Anbei ein interessanter Artikel über unseren Ligakonkurrenten FC St. Pauli, wie ich finde. In einem Satz zusammengefasst geht es darum, dass es als Fußballverein vielleicht gar nicht mal so verkehrt ist, manches auch mal anders zu machen als alle anderen:
Welt Online hat geschrieben:NEUE AUSRICHTUNG
St. Paulis Bekenntnis wider den modernen Fußball


Gekaufter Erfolg? Von Großkonzernen abhängige Klubs wie Leipzig, Wolfsburg und Ingolstadt stehen in der Kritik. Der FC St. Pauli geht einen radikal anderen Weg. Vorbild ist ein Berliner Techno-Club.

Das Zitat von Dave Boyle ist etwa zehn Jahre alt, für Sandra Schwedler ist es aktueller denn je: "Wenn du einen Frosch ins Wasser setzt und das Wasser langsam erwärmst, dann stirbt er irgendwann. Wenn du ihn aber in heißes Wasser setzt, springt er heraus."

Schwedler hat einen schleichenden Prozess ausgemacht, und in ihrem Bild ist der Frosch der Fußball. Schwedler ist die neue Aufsichtsratsvorsitzende des Zweitligisten FC St. Pauli. Sie hat sich in den vergangenen Jahren als beharrliche Streiterin für Interessen von Fußballfans einen Namen gemacht, arbeitete für ProFans, Pro 15.30 und Football Supporters Europe. Netzwerke, über die sie auch den britischen Fanrechtler Boyle kennenlernte und den Satz aufschnappte. Er stammt aus einer Zeit, als sich in England das Fußballpublikum deutlich verändert hatte, nachdem in den Stadien Stehplätze abgeschafft, der Alkoholausschank stark eingeschränkt, Vereine von Investoren übernommen und die Preise stetig erhöht worden waren, bis sich nur noch wenige die Tickets leisten konnten.

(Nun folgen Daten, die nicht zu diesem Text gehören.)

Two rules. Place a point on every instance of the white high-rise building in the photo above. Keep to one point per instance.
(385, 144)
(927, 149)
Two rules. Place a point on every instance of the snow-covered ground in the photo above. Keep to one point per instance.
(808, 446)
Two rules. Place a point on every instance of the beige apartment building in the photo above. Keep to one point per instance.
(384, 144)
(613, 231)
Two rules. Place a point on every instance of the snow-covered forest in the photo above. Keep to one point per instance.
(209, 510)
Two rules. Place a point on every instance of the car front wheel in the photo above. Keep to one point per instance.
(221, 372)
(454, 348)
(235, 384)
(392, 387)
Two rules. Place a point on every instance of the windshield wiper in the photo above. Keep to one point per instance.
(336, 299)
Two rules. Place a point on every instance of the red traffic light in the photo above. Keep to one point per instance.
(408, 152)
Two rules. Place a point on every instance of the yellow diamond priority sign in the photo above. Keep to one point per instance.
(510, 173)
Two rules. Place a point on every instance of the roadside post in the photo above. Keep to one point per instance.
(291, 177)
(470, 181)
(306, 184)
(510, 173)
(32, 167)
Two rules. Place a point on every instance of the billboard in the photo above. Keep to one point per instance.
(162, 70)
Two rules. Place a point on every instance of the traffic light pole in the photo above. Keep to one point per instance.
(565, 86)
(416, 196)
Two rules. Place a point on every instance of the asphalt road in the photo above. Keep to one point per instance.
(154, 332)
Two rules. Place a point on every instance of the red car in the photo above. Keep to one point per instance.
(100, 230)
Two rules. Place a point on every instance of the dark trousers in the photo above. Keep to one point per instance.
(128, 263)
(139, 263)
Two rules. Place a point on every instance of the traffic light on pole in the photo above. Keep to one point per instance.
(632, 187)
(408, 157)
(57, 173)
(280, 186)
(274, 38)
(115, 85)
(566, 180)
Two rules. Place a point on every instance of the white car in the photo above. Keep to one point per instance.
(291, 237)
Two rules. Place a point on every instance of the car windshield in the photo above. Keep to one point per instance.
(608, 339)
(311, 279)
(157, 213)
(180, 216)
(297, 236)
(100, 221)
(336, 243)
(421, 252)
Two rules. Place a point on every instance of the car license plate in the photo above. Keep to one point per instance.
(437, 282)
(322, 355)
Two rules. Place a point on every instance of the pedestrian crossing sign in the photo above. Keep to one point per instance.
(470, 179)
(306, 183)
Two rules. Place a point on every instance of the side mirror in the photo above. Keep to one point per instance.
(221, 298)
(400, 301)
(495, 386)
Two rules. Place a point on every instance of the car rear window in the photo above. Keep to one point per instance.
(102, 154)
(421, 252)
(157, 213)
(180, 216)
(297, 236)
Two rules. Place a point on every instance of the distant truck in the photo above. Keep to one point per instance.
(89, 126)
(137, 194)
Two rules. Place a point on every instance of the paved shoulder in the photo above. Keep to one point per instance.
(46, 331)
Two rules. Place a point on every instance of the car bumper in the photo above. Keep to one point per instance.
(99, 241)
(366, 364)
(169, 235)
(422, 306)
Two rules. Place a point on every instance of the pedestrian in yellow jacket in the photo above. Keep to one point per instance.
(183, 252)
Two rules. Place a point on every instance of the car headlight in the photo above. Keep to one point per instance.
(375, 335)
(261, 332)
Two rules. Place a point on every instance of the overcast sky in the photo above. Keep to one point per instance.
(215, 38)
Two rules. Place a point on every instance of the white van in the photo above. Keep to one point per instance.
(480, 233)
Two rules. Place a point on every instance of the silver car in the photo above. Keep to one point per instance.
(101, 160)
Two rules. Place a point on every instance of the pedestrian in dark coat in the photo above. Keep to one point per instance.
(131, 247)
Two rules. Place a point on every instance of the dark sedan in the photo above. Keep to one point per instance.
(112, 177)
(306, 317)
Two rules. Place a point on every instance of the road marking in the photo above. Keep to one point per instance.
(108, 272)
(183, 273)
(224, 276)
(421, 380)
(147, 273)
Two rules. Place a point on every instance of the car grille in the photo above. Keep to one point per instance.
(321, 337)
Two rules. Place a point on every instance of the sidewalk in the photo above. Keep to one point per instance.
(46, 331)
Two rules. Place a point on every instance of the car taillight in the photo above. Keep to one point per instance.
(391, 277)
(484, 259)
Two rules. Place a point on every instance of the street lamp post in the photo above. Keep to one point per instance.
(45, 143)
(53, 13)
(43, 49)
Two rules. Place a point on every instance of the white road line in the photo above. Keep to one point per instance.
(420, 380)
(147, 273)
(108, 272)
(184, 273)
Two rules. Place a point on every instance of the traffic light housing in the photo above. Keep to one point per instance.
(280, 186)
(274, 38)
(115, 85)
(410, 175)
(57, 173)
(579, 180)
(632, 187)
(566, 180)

Schwedler glaubt, dass es zuletzt auch in Fußball-Deutschland wärmer geworden ist: "Immer ein Stückchen mehr Kommerzialisierung, ein Stückchen mehr Änderung. Irgendwann wird der Tag kommen, an dem viele sagen: Ich gehe jetzt nicht mehr hin. Teilweise gibt es das ja jetzt schon."

Kritik am Kommerz wird lauter

In Zeiten, da der einzige verbliebene Kontrahent des FC Bayern am Tropf von Volkswagen hängt, Red Bull mit seiner Leipziger Fußballsparte am Ende der Zweitligasaison den dritten Aufstieg in Folge begießen will, der aktuelle Tabellenführer im Unterhaus ohne Audi in der Bayernliga spielen würde und Bayer Leverkusen und die TSG Hoffenheim von manchem schon als klassische Traditionsvereine eingeordnet werden, wächst die Zahl der Kritiker und Mahner, die einen Verlust traditioneller Werte und die Überhitzung der Branche erkennen.

Bis zum 16. November des vergangenen Jahres war Schwedler eine von vielen engagierten Kämpfern gegen den ausgemachten Klimawandel. Bis zu dem Tag, an dem sie von den Mitgliedern des Hamburger Zweitligisten FC St. Pauli mit überwältigender Mehrheit in den Aufsichtsrat ihres Klubs gewählt wurde und auf dessen konstituierender Sitzung auch den Vorsitz übernahm.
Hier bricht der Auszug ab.